Imagine a robot navigating a vast, dark 20-segment hallway to find a charging station at the end. With 1-step TD, this robot is remarkably "near-sighted." Even after a successful run, it only updates the value of the very last tile before the charger. It would take twenty successful trips for that "scent" of reward to reach the start of the hallway. This is the Efficiency Gap: information propagates too slowly for large state spaces.

Bridging the Gap: The n-step Method

By using an n-step return, we perform a "Complex Backup" that looks multiple steps into the future before bootstrapping. This creates a continuum between two extremes:

High Bias, Low Variance ($\lambda = 0$): 1-step TD reduces to immediate estimation. It is stable but crawls toward the truth.
Zero Bias, High Variance ($\lambda = 1$): TD(1) behaves like a Monte Carlo method for an undiscounted episodic task, looking at the entire actual outcome.

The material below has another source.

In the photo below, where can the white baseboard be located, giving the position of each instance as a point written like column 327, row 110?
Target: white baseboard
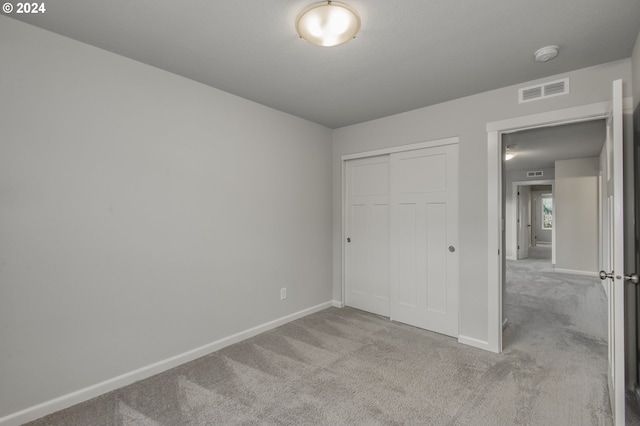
column 476, row 343
column 574, row 272
column 65, row 401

Empirical Evidence (Figure 7.2)

When analyzing a 19-state random walk, the data is clear: the "sweet spot" is in the middle. Intermediate values of $n$ consistently achieve the lowest RMS error. However, there is a trade-off: as $n$ increases, the method becomes more sensitive to the step-size $\alpha$, requiring a more cautious learning rate to avoid divergence.

QUESTION 1

Why do you think a larger random walk task (19 states instead of 5) was used in the examples of this chapter? Would a smaller walk have shifted the advantage to a different value of $n$? How about the change in leftside outcome from 0 to -1? Would that have made any difference in the best value of $n$?

Provide answer based on 150-word requirement.

QUESTION 2

Why do you think on-line methods worked better than off-line methods on the example task?

On-line methods use updated values immediately within the same episode.

Off-line methods are computationally faster.

On-line methods have lower variance because they wait for the end of the episode.